Comment by PaulHoule

4 days ago

Negative posts that I post tend to do better than neutral or positive ones. I have a classifier that judges titles on "most likely to get upvoted" for which "Richard Stallman is Dead" is the optimal title, and another that judges on "likely to have a comments/vote ratio > 0.5" [1]. The first one is a crummy model in terms of ROC, the second is pretty good and favors things that are clickbaity, about the battle of the sexes, and oddly, about cars.

But that 35 as an average score is hard for me to believe at first, I mean, the median HN post gets no votes, last time I looked the mean was around 8 or so. What is he sampling from?

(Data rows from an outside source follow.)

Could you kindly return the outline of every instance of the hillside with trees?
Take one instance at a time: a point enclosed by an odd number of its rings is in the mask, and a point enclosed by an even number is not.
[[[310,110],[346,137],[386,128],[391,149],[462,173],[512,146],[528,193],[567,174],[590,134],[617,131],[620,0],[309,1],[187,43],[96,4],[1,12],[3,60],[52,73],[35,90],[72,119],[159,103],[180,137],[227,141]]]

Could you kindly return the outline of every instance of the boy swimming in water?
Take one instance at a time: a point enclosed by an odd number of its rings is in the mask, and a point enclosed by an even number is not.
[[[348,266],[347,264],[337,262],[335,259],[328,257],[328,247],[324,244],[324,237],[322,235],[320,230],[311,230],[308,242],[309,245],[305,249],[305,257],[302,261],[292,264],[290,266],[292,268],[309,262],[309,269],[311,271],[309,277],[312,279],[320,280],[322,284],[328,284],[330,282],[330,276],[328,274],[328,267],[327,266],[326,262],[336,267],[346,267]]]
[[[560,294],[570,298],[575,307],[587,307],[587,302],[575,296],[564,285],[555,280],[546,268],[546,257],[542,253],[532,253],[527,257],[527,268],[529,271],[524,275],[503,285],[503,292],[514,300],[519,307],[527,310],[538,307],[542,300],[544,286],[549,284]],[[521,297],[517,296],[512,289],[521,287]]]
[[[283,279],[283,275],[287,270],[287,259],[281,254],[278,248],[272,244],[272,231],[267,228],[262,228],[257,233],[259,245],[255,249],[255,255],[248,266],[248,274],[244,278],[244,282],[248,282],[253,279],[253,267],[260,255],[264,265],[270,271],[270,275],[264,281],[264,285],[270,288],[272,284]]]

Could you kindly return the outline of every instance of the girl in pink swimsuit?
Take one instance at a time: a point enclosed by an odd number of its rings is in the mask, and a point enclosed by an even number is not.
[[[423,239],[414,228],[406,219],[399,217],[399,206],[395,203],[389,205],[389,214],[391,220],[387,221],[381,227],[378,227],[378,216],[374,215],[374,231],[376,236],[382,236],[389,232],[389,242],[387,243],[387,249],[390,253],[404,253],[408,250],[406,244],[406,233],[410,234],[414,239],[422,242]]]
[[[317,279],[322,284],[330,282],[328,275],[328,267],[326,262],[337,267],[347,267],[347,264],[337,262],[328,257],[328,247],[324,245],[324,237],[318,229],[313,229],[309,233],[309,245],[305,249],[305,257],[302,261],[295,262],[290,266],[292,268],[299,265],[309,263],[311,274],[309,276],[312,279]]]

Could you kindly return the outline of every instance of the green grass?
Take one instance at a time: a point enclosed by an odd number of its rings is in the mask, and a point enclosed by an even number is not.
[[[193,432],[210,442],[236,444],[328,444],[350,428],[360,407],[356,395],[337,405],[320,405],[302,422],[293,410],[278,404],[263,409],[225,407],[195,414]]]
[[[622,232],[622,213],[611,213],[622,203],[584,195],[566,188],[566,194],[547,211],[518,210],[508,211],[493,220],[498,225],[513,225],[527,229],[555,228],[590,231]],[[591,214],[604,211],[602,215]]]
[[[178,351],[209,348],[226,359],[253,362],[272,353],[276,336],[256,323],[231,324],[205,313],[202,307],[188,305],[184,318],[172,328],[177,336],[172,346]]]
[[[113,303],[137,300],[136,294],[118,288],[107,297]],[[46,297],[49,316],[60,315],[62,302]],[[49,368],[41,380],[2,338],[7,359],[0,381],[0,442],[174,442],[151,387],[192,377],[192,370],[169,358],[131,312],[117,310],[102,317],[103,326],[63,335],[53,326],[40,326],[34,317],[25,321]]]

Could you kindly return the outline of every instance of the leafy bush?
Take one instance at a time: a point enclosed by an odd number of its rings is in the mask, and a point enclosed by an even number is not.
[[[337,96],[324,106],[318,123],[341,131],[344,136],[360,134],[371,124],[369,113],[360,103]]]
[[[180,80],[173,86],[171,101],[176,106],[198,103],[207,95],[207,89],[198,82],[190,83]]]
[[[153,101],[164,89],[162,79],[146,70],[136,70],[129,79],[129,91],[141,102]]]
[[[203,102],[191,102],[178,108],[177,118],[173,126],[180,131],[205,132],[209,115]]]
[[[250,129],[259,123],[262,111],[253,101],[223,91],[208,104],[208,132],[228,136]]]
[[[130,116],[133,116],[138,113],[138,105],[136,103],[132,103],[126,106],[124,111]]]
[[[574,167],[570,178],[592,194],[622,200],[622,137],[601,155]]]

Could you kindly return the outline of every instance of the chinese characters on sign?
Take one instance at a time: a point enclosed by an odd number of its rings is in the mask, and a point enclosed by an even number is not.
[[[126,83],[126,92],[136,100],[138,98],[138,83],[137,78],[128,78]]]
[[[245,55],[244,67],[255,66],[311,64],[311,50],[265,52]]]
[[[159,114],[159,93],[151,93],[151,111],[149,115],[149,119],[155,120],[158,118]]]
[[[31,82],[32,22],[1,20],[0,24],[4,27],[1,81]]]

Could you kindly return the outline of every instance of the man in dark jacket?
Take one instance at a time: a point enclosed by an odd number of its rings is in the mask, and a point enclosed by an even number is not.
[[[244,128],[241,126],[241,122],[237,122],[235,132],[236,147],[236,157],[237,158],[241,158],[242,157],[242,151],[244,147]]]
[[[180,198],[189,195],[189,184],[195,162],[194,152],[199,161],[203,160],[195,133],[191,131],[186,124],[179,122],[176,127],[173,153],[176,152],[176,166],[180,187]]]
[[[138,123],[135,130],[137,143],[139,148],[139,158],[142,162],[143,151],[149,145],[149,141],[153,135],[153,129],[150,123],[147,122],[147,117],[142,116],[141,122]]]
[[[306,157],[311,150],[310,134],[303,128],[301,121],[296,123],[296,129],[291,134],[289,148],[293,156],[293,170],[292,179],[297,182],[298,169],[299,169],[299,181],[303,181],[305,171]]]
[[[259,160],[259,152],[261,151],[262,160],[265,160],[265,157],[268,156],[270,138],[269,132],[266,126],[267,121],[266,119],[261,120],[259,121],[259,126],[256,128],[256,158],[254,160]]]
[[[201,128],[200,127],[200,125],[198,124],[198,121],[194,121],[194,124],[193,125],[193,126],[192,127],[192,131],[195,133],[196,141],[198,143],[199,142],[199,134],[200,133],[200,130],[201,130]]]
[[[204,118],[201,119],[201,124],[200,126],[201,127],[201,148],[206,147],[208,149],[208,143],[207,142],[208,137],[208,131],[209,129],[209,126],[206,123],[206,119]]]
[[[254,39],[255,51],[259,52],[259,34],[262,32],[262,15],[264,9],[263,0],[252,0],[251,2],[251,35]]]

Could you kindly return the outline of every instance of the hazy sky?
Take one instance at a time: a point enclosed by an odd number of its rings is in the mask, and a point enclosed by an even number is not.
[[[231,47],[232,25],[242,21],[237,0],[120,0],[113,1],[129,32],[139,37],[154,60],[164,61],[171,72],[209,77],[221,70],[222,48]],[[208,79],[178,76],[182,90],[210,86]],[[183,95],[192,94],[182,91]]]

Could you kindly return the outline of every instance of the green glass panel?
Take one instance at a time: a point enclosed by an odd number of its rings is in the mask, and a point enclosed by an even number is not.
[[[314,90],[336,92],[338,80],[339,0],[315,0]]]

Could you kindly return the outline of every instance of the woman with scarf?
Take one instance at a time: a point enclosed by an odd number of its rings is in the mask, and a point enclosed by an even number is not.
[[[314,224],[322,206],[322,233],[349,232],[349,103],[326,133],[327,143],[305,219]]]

[1] comments/votes = 0.5 is close to the mean

15 comments

PaulHoule

7777777phil 3 days ago

Hi, appreciate your comment. The sampling is from all posts / comments over the past 35 days, accessed via the API (https://github.com/philippdubach/hn-archiver). There might be a skew to sample higher voted posts first (i.e. if there is high volume posts and comments with zero upvotes don't make it into the database) so that would explain the high ration. I will definitely look into it before publishing the paper - this is exactly the feedback I was hoping for publishing the preprint. Thanks for pointing this out! Would love to see the mentioned classifier. If you find the time please reach out to the email on the page or on bluesky.

osakasake 3 days ago
This is factually incorrect. There’s no way that you are sampling ALL posts and comments because otherwise the average would not be 35 points. The vast majority of posts get no upvotes.
In addition, comments do not show the points accumulated so there’s no way you can know how many points a comment gets, only posts.
- 7777777phil 3 days ago
  
  Thanks for the pushback this is exactly the kind of peer review I was hoping for at the preprint stage. You are likely correct regarding the sampling bias. While the intent was to capture all. posts, an average score of 35 suggests that my archiver missed a significant portion of the zero-vote posts (likely due to my workers API rate limits or churn during high-volume periods). This created a survivorship bias toward popular posts in the current dataset, which I will explicitly address and correct.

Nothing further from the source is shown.